1. Remaining money = Original amount of money - Money spent on mobile phone
2. Money spent on headphone = (3/5) * Remaining money
3. Money left = (1/10) * Original amount of money
Since we know the values of money spent on the phone and money left, we can substitute them into the equations:
1. Remaining money = Original amount of money - $315
2. Money spent on headphone = (3/5) * Remaining money
3. (1/10) * Original amount of money = Money left
From equation 3, we can rewrite Money left in terms of the original amount of money:
Money left = (1/10) * Original amount of money
Money left = (1/10) * (Original amount of money - $315)
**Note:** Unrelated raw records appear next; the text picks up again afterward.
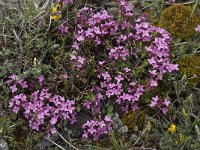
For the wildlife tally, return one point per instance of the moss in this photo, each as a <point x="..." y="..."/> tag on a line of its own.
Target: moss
<point x="190" y="66"/>
<point x="134" y="119"/>
<point x="177" y="21"/>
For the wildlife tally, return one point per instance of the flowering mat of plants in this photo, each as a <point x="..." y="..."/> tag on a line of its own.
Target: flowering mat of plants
<point x="100" y="75"/>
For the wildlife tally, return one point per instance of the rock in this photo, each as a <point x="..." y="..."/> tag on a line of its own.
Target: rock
<point x="44" y="143"/>
<point x="76" y="128"/>
<point x="118" y="125"/>
<point x="3" y="145"/>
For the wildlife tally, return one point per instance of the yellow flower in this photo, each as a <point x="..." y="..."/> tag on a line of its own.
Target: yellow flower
<point x="54" y="10"/>
<point x="172" y="128"/>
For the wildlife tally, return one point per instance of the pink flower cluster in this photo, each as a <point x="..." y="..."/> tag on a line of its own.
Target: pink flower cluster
<point x="63" y="1"/>
<point x="78" y="61"/>
<point x="41" y="108"/>
<point x="197" y="28"/>
<point x="118" y="52"/>
<point x="160" y="104"/>
<point x="95" y="128"/>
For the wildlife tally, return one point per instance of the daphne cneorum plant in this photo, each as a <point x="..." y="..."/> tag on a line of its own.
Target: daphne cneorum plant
<point x="128" y="58"/>
<point x="177" y="20"/>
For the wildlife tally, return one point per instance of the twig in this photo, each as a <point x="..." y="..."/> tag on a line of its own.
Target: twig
<point x="55" y="143"/>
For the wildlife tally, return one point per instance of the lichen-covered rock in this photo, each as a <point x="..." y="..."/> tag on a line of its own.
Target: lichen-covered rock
<point x="190" y="66"/>
<point x="177" y="20"/>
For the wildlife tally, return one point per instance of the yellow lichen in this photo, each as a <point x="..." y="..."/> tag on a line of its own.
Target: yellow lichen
<point x="134" y="119"/>
<point x="190" y="66"/>
<point x="178" y="21"/>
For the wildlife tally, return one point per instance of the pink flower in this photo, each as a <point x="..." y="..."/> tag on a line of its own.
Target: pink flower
<point x="41" y="79"/>
<point x="166" y="102"/>
<point x="198" y="28"/>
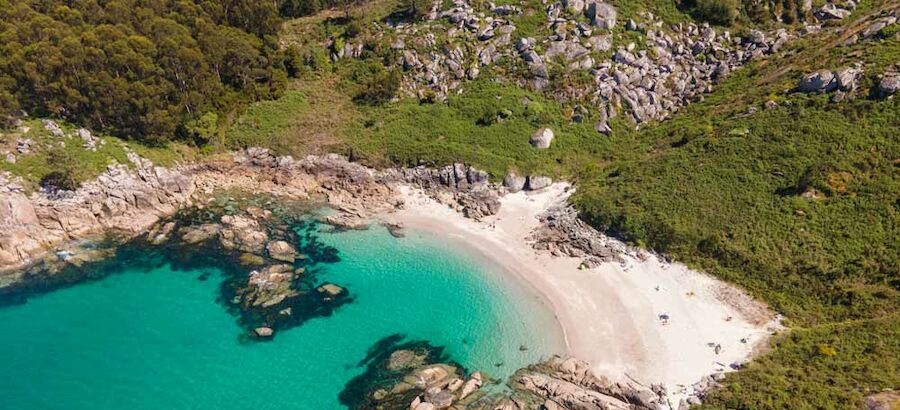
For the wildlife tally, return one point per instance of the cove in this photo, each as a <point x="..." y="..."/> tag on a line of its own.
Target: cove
<point x="149" y="336"/>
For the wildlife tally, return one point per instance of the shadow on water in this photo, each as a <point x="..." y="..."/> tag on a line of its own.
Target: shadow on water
<point x="358" y="392"/>
<point x="298" y="228"/>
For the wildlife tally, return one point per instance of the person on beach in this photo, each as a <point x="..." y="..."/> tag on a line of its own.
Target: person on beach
<point x="664" y="318"/>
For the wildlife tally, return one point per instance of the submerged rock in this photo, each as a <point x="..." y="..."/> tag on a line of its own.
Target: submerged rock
<point x="513" y="182"/>
<point x="536" y="182"/>
<point x="281" y="251"/>
<point x="264" y="332"/>
<point x="330" y="290"/>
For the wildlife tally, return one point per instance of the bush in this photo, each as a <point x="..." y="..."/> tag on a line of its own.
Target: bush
<point x="65" y="175"/>
<point x="380" y="88"/>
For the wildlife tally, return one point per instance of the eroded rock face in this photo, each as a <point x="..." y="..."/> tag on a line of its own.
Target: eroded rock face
<point x="513" y="182"/>
<point x="281" y="251"/>
<point x="129" y="201"/>
<point x="542" y="138"/>
<point x="121" y="200"/>
<point x="536" y="182"/>
<point x="563" y="233"/>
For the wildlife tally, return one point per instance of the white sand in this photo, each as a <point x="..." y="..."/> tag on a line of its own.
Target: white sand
<point x="610" y="314"/>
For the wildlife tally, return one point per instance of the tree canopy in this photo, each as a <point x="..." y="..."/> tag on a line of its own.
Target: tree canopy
<point x="141" y="69"/>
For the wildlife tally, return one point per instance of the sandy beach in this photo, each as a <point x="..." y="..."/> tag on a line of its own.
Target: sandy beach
<point x="610" y="314"/>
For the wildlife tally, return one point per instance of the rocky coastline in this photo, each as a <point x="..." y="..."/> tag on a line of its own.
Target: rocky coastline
<point x="416" y="376"/>
<point x="273" y="284"/>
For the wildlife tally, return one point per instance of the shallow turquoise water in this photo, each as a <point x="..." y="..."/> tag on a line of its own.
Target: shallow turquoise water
<point x="150" y="337"/>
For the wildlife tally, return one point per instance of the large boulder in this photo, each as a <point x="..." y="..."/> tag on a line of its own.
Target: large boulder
<point x="819" y="81"/>
<point x="602" y="15"/>
<point x="889" y="84"/>
<point x="536" y="182"/>
<point x="831" y="12"/>
<point x="542" y="138"/>
<point x="242" y="233"/>
<point x="282" y="251"/>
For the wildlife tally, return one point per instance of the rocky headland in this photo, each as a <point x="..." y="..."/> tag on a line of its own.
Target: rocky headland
<point x="273" y="284"/>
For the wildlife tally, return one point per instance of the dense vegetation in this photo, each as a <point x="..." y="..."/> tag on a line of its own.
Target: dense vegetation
<point x="137" y="68"/>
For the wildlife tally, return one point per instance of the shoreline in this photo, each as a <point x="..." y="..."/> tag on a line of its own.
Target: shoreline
<point x="609" y="303"/>
<point x="609" y="314"/>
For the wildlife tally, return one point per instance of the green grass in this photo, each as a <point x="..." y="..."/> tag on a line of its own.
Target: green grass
<point x="467" y="128"/>
<point x="828" y="367"/>
<point x="266" y="123"/>
<point x="34" y="166"/>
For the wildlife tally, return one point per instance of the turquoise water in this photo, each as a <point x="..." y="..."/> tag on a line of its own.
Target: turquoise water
<point x="146" y="336"/>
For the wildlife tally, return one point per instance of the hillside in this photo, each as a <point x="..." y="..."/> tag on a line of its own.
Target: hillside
<point x="720" y="145"/>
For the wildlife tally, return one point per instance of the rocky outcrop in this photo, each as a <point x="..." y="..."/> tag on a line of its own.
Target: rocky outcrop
<point x="542" y="138"/>
<point x="672" y="67"/>
<point x="562" y="233"/>
<point x="124" y="201"/>
<point x="889" y="84"/>
<point x="128" y="201"/>
<point x="268" y="288"/>
<point x="466" y="189"/>
<point x="558" y="383"/>
<point x="845" y="79"/>
<point x="569" y="383"/>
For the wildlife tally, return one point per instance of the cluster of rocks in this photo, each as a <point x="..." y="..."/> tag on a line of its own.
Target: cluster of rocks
<point x="889" y="83"/>
<point x="483" y="40"/>
<point x="846" y="80"/>
<point x="842" y="81"/>
<point x="129" y="201"/>
<point x="562" y="233"/>
<point x="556" y="384"/>
<point x="569" y="383"/>
<point x="675" y="66"/>
<point x="463" y="187"/>
<point x="121" y="200"/>
<point x="435" y="386"/>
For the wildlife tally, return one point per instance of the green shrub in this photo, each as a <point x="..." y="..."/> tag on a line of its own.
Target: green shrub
<point x="380" y="88"/>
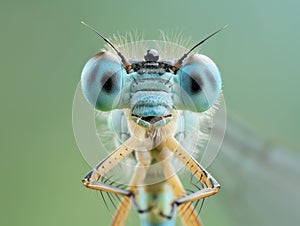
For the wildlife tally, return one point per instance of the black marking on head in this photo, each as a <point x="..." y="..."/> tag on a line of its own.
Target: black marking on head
<point x="151" y="55"/>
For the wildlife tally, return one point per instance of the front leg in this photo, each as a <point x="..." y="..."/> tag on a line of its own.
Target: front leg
<point x="211" y="186"/>
<point x="91" y="180"/>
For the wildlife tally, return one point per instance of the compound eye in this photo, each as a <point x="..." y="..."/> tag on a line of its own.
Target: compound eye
<point x="102" y="79"/>
<point x="200" y="80"/>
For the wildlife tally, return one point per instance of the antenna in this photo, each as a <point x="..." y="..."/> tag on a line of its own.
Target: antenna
<point x="177" y="65"/>
<point x="126" y="64"/>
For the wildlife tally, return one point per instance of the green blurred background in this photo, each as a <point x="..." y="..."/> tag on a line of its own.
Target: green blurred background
<point x="43" y="50"/>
Now that we have an expression for Money left, we can substitute this value into equation 2:
Money spent on headphone = (3/5) * Remaining money
Money spent on headphone = (3/5) * [(1/10) * (Original amount of money - $315)]
We can simplify this further:
Money spent on headphone = (3/50) * (Original amount of money - $315)
Now we have an expression for the money spent on the headphone.
To find the original amount of money, we need to solve the equation:
Remaining money = Money left + Money spent on headphone
Substituting the values:
Original amount of money - $315 = (1/10) * (Original amount of money - $315) + (3/50) * (Original amount of money - $315)
Now we can solve this equation to find the original amount of money.